Aula del IES Núñez de Arce. Valladolid
Consagrado de
esta manera, carece de sentido entenderlo como un campo de confrontación entre
la libertad y la igualdad, a no ser que se conciba la libertad de forma
reduccionista y se entienda como tal el conjunto de medidas que anteponen el
privilegio a la preservación de un derecho básico, que de ese modo quedaría
lesionado o, en todo caso, circunscrito a la defensa de situaciones que poco o
nada tienen que ver con lo que en teoría representa una de las mayores
conquistas de la sociedad tras la Segunda Guerra Mundial. En esta idea insiste
claramente Tony Judt en su excelente “Postguerra” (Taurus, 2010 ) donde
demuestra hasta qué punto la universalización del derecho a la instrucción
básica, sin que supusiera menoscabo de la defensa de la libertad, representa
uno de los baluartes esenciales de la recuperación europea.
Cuando estas reflexiones vienen respaldadas por la
experiencia directa sobre cómo funciona el sistema educativo, resultan
convincentes las consideraciones que apuntan en el sentido de que establecer
mecanismos de segregación en la Enseñanza Secundaria basados en la
determinación de la excelencia a edades tempranas se muestra, en el fondo y en
la forma, como una medida rígida que obstaculiza las posibilidades del proceso
formativo en el que se encuentra el alumno en una etapa decisiva de su vida
personal e intelectual.
En el proceso de aprendizaje se dan múltiples
circunstancias que lo hacen complejo y, por tanto, necesitado de cautelas que
eviten los riesgos en que se pudiera incurrir. En una misma clase, y a partir
de la explicación de un mismo profesor, cada alumno aprende de un modo
específico en función de su inteligencia, de sus actitudes y de la relación con
su entorno, lo que hace que en la experiencia cotidiana todos aprendamos de
todos, incluido el profesor, que también enriquece su perspectiva con la que le
proporciona sentirse partícipe de una dinámica de interacciones permanentes y
de sensibilidades en formación. En ese escenario de diversidad e igualdad de
oportunidades – he ahí la dimensión del concepto de igualdad que se preconiza
- es obvio que un alumno excelente
siempre desarrolla su capacidad, demuestra sus cualidades y, lo que es más
importante, puede permitir que otros mejoren a su alrededor. Con palabras
elocuentes, emanadas de la experiencia personal, lo ha expresado Renzo Piano, Premio Pritzker de
Arquitectura, cuando en una entrevista
afirmó: “No se me daba muy bien la escuela.
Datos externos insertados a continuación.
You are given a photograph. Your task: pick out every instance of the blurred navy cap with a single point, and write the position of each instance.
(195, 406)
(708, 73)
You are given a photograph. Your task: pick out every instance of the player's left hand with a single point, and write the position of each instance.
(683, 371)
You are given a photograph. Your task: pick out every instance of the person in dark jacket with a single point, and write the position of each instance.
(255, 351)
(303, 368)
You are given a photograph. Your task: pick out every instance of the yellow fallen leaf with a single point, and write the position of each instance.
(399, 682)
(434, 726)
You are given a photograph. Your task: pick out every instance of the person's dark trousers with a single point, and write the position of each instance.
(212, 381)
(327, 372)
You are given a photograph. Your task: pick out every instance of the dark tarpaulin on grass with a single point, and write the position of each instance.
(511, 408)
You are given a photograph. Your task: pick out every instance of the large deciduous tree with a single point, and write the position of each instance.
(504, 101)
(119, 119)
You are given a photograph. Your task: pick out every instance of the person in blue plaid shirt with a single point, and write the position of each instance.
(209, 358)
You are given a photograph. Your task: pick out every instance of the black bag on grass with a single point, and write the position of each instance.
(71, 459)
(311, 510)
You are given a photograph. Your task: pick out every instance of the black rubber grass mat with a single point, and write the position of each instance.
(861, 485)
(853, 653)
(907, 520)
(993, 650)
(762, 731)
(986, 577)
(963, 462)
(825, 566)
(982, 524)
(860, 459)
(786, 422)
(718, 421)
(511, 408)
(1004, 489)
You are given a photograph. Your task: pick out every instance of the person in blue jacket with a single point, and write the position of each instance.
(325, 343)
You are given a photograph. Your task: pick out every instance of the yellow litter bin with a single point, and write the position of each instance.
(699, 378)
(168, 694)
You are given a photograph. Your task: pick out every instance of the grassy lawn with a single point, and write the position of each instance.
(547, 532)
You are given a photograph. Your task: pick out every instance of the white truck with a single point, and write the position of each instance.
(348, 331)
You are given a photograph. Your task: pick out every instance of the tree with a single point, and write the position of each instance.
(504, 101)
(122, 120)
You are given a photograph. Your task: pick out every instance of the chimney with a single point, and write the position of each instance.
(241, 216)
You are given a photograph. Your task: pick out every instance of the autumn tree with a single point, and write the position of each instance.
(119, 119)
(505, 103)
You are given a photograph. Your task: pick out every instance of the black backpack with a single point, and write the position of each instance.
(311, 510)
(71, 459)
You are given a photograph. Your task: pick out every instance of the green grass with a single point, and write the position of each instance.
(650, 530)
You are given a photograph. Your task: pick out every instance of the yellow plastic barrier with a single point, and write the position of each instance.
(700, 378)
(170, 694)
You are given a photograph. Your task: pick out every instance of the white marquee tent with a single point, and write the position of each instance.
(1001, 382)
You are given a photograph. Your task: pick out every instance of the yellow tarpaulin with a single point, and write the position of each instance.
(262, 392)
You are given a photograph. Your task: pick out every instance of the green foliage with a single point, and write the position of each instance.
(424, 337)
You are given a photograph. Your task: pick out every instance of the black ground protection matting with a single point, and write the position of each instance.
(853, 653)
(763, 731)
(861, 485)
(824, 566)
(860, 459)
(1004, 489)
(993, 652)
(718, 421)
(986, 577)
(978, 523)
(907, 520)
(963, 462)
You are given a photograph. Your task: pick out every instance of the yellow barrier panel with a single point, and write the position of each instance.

Esto me ha permitido crecer con la idea de que tenia que aprender de los otros.
Los empollones se forman pensando que son superiores y acaban siendo
arrogantes. Yo tenía la sensación inversa”.
Y es que en
realidad la capacidad de aprender es permanente en la persona, lo que puede
llevarle a alcanzar la excelencia mientras el proceso no se interrumpa y la labor del profesor haga posible el
descubrimiento de cualidades latentes como responsable de un grupo
intelectualmente plural, donde las capacidades aún distan mucho de haberse desplegado
por completo. De esto todos tenemos ejemplos. De ahí la dificultad de captar o
definir la excelencia en un momento en el que la vida intelectual ofrece
potencialmente aún un largo recorrido.
Hacerlo sobre la base de criterios
preconcebidos y susceptibles de error puede provocar, a mi modo de ver, dos
situaciones contradictorias y preocupantes. Por un lado, ungido como excelente
un alumno en plena adolescencia, este reconocimiento selectivo podría
repercutir en una situación real de freno al desarrollo de sus capacidades, al
considerar que ha alcanzado el culmen de ellas, hasta mostrarse propenso a ese
riesgo que tan bien describiera Lope de Vega al señalar que “con viento mi
esperanza navegaba, perdonóla el mar, matóla el puerto”. Y, por otro, surge
inevitable una pregunta: ¿Cuántos alumnos de calidad perderíamos al sentirse
interrumpidos en su proceso de formación camino de la posible excelencia cuando
ya los derroteros de la vida le aboquen a la integración plena en la sociedad?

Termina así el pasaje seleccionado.